EP3_「選ばれし勇者」と「眠れる森の美女」
王の間では、早くも「勇者」たちの決起集会が始まっていた。
この国の王は、いかに魔王軍が残虐非道で、罪なき人々を苦しめているかを
涙ながらに説いた。
「任せてください! 俺たちが来たからには、その魔王ってのをぶっ飛ばしてやりますよ!」
『聖剣士』を引いたクラスのリーダー格が、授けられたばかりの業物を引き抜き、高らかに宣言する。 鑑定で当たりスキルを引いた陽キャチームは、
異世界というファンタジーな状況に酔いしれていた。
一部の生徒は「いきなり実戦なんて無理だ」と拒否反応を示したが、
王が約束した莫大な報酬と、英雄としての厚遇に目がくらんだ彼らは、
意気揚々と城を飛び出していった。
一方、城から文字通り「叩き出された」俺は、重いキャリーケースを引きずりながら、城下町の安宿に転がり込むのが精一杯だった。

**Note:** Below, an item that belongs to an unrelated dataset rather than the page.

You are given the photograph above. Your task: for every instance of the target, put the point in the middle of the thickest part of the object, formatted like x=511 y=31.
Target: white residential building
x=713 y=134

「……ま、あいつらなら大丈夫だろ。鑑定だとステータスも高かったしな」
俺は、宿の薄暗い部屋で、異世界に持ち込んだ画材と脳裏に浮かぶ『強制締切』
のカウントダウンを確認していた。 刻々と減っていく数字。
それが何を意味するのか分からないまま、もう一つのスキル『ペーパーワーク』
を試してみる。 呪文を唱えるように念じると、目の前に紙とペンが
音もなく現れた。見慣れた原稿用紙と、手に馴染んだ愛用のペンだ。
今日一日のあまりの騒動に忘れかけていたが、ふと、サークルが落選した虚しさが蘇る。 次回こそは受かって、いつの日か、あの憧れの壁サークルに……。
『カウントダウンを開始します。残り1分です』
「……は?」 突然、無機質なアナウンスが脳裏に響いた。
一体なんだ? ここに何かを書けということか? だが、何を?
焦りが募る。心臓の鼓動が早まるが、何をどう描けばいいのか指先が動かない。
『時間です。成果は……ゼロ。ペナルティを与えます』
——ッ!? 全身を焼き焦がすような激痛。電流が走ったかのように、
俺の体は床の上で跳ねた。
『次は頑張ってください。次回締切は、6時間後です』
無慈悲に、再び数字が減り始める。 冗談じゃない。
6時間後までに何かを完成させなければ、またあの激痛が来るのか。
俺は落選した悲しみも、異世界への不安もすべてかなぐり捨て、
震える手でペンを握った。 生きるために、描くしかない。
——その頃。 城を出て、意気揚々と魔王領へと続く森を進んでいた「勇者」チームは、道端で横たわる一人の女性に遭遇していた。
深くフードを被っているが、その下からでもはっきりと分かるほど、スタイルが良すぎる。薄手の衣装から覗く肢体は、思わず生唾を飲み込むほどに煽情的だった。
「お、おい……大丈夫ですか? こんな森の中に一人で寝ているなんて……」
下心混じりの心配を浮かべ、リーダー格の勇者が距離を詰める。
彼が覗き込むようにフードをめくると、その隙間から妖しく光る瞳がこちらを見つめていた。
「ふふ……。ちょうど小腹が空いていたところよ。元気なオスの子たち」
それが、最強の勇者チームが味わった最初の絶望だった。 甘い吐息一つ。たったそれだけで、王国の希望だった勇者たちは、戦うこともできずにその場に崩れ落ちた。
「あら……。味見のつもりだったけど、これっぽっちで終わり? 随分と脆いのね」
美女——四天王の一人のサキュバスは、物言わぬ肉塊となった勇者たちにはもう興味を失ったように、ゆっくりと立ち上がった。
「……あら? まだ城下町の方に、美味しそうなオスの匂いが残ってるじゃない」
彼女は、何かに導かれるように、森の奥から城下町の方角へと歩き出した。